Nello stesso giorno 12 una grossa colonna tedesca composta da 400 uomini, con 2 cannoni e 4 mortai, alle prime luci dell’alba effettuò una digressione ad est, verso Sologno-Minozzo, cogliendo impreparati alcuni reparti della 26^ Brigata che stavano affluendo sul posto. Il Distaccamento “Bedeschi” venne investito in pieno e con il comandante ferito, si frazionò temporaneamente per evitare di essere annientato. Il Distaccamento “Costi”, pur resistendo per qualche tempo, riuscì a sganciarsi senza subire perdite. La puntata nemica verso Minozzo ebbe successo, tanto che le postazioni partigiane di Poiano, Carniana, Garfagno, Sologno e dello stesso Minozzo vennero abbandonate, così i tedeschi occuparono anche Valbuciana e Villa Minozzo. Qui i nazisti, pur nel breve tempo di permanenza, effettuarono ogni sorta di razzie, compiendo quelle che erano diventate consuete gesta vandaliche, bruciando anche le poche case che si erano salvate dalle precedenti rappresaglie. Il giorno 13 aprile la situazione a Ligonchio rimase invariata, ma l’occupazione di Minozzo e di Villa Minozzo creò i presupposti per l’invasione della Val d’Asta, che se fosse avvenuta, avrebbe di fatto spazzato via ogni resistenza partigina.
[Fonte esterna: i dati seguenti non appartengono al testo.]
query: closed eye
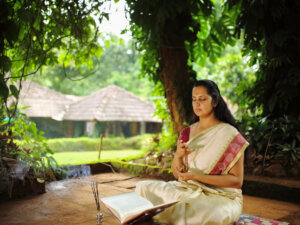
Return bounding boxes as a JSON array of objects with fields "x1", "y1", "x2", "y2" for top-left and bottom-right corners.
[{"x1": 192, "y1": 98, "x2": 206, "y2": 102}]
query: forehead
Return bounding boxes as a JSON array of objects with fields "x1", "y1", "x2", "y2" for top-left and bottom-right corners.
[{"x1": 192, "y1": 86, "x2": 209, "y2": 97}]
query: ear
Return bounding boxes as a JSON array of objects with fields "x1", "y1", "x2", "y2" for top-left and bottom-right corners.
[{"x1": 212, "y1": 99, "x2": 218, "y2": 108}]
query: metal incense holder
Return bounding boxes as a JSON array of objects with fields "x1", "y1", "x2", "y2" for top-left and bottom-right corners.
[{"x1": 96, "y1": 212, "x2": 103, "y2": 224}]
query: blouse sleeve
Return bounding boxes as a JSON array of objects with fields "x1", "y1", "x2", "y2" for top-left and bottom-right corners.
[{"x1": 178, "y1": 127, "x2": 190, "y2": 143}]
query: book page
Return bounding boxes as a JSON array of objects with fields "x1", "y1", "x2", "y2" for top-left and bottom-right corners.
[{"x1": 101, "y1": 192, "x2": 154, "y2": 223}]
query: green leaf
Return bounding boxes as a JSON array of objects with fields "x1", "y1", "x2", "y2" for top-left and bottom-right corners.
[
  {"x1": 9, "y1": 84, "x2": 19, "y2": 99},
  {"x1": 120, "y1": 28, "x2": 128, "y2": 35},
  {"x1": 33, "y1": 14, "x2": 41, "y2": 30},
  {"x1": 268, "y1": 95, "x2": 277, "y2": 112},
  {"x1": 4, "y1": 20, "x2": 19, "y2": 46},
  {"x1": 291, "y1": 152, "x2": 297, "y2": 162},
  {"x1": 0, "y1": 81, "x2": 9, "y2": 100},
  {"x1": 0, "y1": 56, "x2": 12, "y2": 72},
  {"x1": 17, "y1": 8, "x2": 32, "y2": 22}
]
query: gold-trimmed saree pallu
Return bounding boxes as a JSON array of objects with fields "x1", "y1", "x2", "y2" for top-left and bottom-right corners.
[{"x1": 135, "y1": 123, "x2": 249, "y2": 225}]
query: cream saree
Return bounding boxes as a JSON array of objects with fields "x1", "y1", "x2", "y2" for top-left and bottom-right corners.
[{"x1": 135, "y1": 123, "x2": 249, "y2": 225}]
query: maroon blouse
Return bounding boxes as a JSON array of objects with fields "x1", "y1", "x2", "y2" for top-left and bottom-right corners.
[{"x1": 178, "y1": 127, "x2": 190, "y2": 143}]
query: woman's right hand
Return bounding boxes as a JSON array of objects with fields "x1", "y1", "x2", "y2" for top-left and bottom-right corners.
[
  {"x1": 172, "y1": 140, "x2": 193, "y2": 178},
  {"x1": 176, "y1": 140, "x2": 193, "y2": 159}
]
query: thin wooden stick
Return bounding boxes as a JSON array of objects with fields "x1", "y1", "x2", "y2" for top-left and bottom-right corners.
[
  {"x1": 184, "y1": 150, "x2": 189, "y2": 172},
  {"x1": 98, "y1": 134, "x2": 103, "y2": 160}
]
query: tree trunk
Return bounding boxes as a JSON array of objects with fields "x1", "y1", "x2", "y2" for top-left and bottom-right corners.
[
  {"x1": 160, "y1": 44, "x2": 195, "y2": 134},
  {"x1": 159, "y1": 14, "x2": 198, "y2": 134}
]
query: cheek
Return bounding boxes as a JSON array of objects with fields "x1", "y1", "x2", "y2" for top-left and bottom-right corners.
[
  {"x1": 203, "y1": 102, "x2": 214, "y2": 112},
  {"x1": 202, "y1": 101, "x2": 211, "y2": 108}
]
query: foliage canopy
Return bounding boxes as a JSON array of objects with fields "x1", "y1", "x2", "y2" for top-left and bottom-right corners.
[
  {"x1": 234, "y1": 0, "x2": 300, "y2": 118},
  {"x1": 126, "y1": 0, "x2": 300, "y2": 172},
  {"x1": 0, "y1": 0, "x2": 107, "y2": 107},
  {"x1": 0, "y1": 0, "x2": 109, "y2": 184},
  {"x1": 0, "y1": 0, "x2": 299, "y2": 176},
  {"x1": 126, "y1": 0, "x2": 242, "y2": 134}
]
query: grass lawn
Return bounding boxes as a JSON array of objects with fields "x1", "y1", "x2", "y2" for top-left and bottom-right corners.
[{"x1": 53, "y1": 149, "x2": 144, "y2": 166}]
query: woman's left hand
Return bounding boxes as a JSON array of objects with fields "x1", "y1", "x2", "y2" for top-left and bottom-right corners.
[{"x1": 177, "y1": 171, "x2": 195, "y2": 181}]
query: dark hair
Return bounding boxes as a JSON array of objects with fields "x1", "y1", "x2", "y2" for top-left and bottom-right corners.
[{"x1": 192, "y1": 79, "x2": 241, "y2": 132}]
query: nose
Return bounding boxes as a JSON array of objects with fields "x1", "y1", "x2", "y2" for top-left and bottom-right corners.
[{"x1": 194, "y1": 99, "x2": 202, "y2": 105}]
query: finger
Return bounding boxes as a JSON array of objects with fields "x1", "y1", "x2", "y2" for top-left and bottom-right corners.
[
  {"x1": 181, "y1": 144, "x2": 187, "y2": 149},
  {"x1": 177, "y1": 140, "x2": 184, "y2": 146},
  {"x1": 178, "y1": 174, "x2": 185, "y2": 180},
  {"x1": 175, "y1": 166, "x2": 180, "y2": 174},
  {"x1": 179, "y1": 142, "x2": 186, "y2": 148}
]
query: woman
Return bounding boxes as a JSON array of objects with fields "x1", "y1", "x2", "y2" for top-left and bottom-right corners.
[{"x1": 135, "y1": 80, "x2": 249, "y2": 225}]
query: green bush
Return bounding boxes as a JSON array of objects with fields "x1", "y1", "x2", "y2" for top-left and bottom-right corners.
[
  {"x1": 15, "y1": 134, "x2": 154, "y2": 152},
  {"x1": 241, "y1": 114, "x2": 300, "y2": 172}
]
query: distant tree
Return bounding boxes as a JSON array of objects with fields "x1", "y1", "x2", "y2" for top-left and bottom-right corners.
[
  {"x1": 31, "y1": 35, "x2": 154, "y2": 98},
  {"x1": 193, "y1": 43, "x2": 256, "y2": 116}
]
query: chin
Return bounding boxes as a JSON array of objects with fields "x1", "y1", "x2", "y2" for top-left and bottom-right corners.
[{"x1": 195, "y1": 112, "x2": 203, "y2": 117}]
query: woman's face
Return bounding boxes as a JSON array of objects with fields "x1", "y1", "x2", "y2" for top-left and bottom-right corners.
[{"x1": 192, "y1": 86, "x2": 215, "y2": 118}]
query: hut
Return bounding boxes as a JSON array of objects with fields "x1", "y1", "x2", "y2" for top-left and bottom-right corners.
[
  {"x1": 12, "y1": 81, "x2": 161, "y2": 138},
  {"x1": 8, "y1": 80, "x2": 82, "y2": 138},
  {"x1": 63, "y1": 85, "x2": 161, "y2": 137}
]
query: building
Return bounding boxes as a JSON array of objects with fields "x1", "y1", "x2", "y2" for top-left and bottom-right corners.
[{"x1": 12, "y1": 81, "x2": 161, "y2": 138}]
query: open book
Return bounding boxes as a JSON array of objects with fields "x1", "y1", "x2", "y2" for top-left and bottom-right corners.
[{"x1": 100, "y1": 192, "x2": 178, "y2": 225}]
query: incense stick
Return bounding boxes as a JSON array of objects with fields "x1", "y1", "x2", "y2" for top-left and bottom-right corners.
[
  {"x1": 184, "y1": 150, "x2": 189, "y2": 172},
  {"x1": 91, "y1": 182, "x2": 103, "y2": 224},
  {"x1": 91, "y1": 182, "x2": 100, "y2": 211}
]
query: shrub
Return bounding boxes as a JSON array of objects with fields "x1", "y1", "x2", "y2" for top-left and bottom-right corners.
[
  {"x1": 15, "y1": 134, "x2": 154, "y2": 152},
  {"x1": 241, "y1": 114, "x2": 300, "y2": 175}
]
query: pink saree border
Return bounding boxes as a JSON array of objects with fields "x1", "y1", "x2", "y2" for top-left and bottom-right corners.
[{"x1": 209, "y1": 133, "x2": 248, "y2": 175}]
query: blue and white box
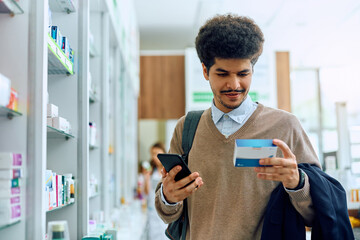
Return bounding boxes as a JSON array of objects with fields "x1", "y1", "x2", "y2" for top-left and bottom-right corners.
[{"x1": 233, "y1": 139, "x2": 277, "y2": 167}]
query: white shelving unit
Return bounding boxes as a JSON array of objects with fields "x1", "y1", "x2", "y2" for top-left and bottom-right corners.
[
  {"x1": 0, "y1": 1, "x2": 27, "y2": 239},
  {"x1": 0, "y1": 0, "x2": 140, "y2": 239}
]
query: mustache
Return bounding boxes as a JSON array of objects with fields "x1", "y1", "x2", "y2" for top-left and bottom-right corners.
[{"x1": 220, "y1": 89, "x2": 246, "y2": 94}]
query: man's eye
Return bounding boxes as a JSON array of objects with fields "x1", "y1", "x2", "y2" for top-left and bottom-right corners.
[
  {"x1": 217, "y1": 73, "x2": 227, "y2": 76},
  {"x1": 238, "y1": 73, "x2": 248, "y2": 77}
]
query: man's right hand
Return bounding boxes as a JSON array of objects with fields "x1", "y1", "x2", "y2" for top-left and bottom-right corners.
[{"x1": 161, "y1": 166, "x2": 204, "y2": 203}]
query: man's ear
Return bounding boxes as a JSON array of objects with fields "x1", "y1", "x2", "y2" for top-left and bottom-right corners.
[{"x1": 202, "y1": 63, "x2": 209, "y2": 80}]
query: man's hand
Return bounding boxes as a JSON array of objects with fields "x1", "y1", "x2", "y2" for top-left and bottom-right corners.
[
  {"x1": 254, "y1": 139, "x2": 299, "y2": 189},
  {"x1": 161, "y1": 166, "x2": 204, "y2": 203}
]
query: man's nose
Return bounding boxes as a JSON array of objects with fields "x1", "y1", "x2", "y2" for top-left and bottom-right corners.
[{"x1": 226, "y1": 75, "x2": 241, "y2": 90}]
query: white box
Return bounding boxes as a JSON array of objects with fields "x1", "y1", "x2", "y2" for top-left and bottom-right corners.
[
  {"x1": 47, "y1": 104, "x2": 58, "y2": 118},
  {"x1": 0, "y1": 179, "x2": 21, "y2": 190},
  {"x1": 0, "y1": 73, "x2": 11, "y2": 107},
  {"x1": 0, "y1": 204, "x2": 21, "y2": 225},
  {"x1": 0, "y1": 196, "x2": 21, "y2": 207},
  {"x1": 46, "y1": 117, "x2": 53, "y2": 127},
  {"x1": 0, "y1": 187, "x2": 21, "y2": 198},
  {"x1": 233, "y1": 139, "x2": 278, "y2": 167},
  {"x1": 0, "y1": 169, "x2": 22, "y2": 179},
  {"x1": 0, "y1": 153, "x2": 22, "y2": 169},
  {"x1": 52, "y1": 117, "x2": 67, "y2": 132}
]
Il Monte Prampa rappresentava, per quanto impervia, l’unica via per giungere in Val d’Asta. Per una fortunosa ed errata segnalazione della presenza dei tedeschi sul monte, permise ai partigiani di modificare rapidamente le posizioni di difesa, impedendo di fatto l’invasione. L’azione nemica da quel momento venne circoscritta ed in alcuni settori i partigiani passarono al contrattacco, provocando morti e feriti tra i nazisti, i quali desistettero anche dal tentativo di attraversare il torrente Secchiello.
Il giorno 14 aprile le sorti della lotta furono definitivamente capovolte. I tedeschi pagarono assai duramente i loro ultimi tentativi di attacco, avendo disperso le proprie forze su di un fronte troppo vasto, fronteggiati da una saldissima resistenza partigiana, furono costretti ad una rapida ritirata, subendo la perdita di un centinaio di uomini tra morti e feriti.
I partigiani avevano passato momenti critici e drammatici,sfiniti dalla stanchezza, dal freddo e dalla fame, ma combattendo per 4 giorni senza sosta riuscirono a salvare Ligonchio e la sua centrale, patrimonio industriale di grande valore, che sarebbe stato di fondamentale aiuto nella fase della ricostruzione post-bellica.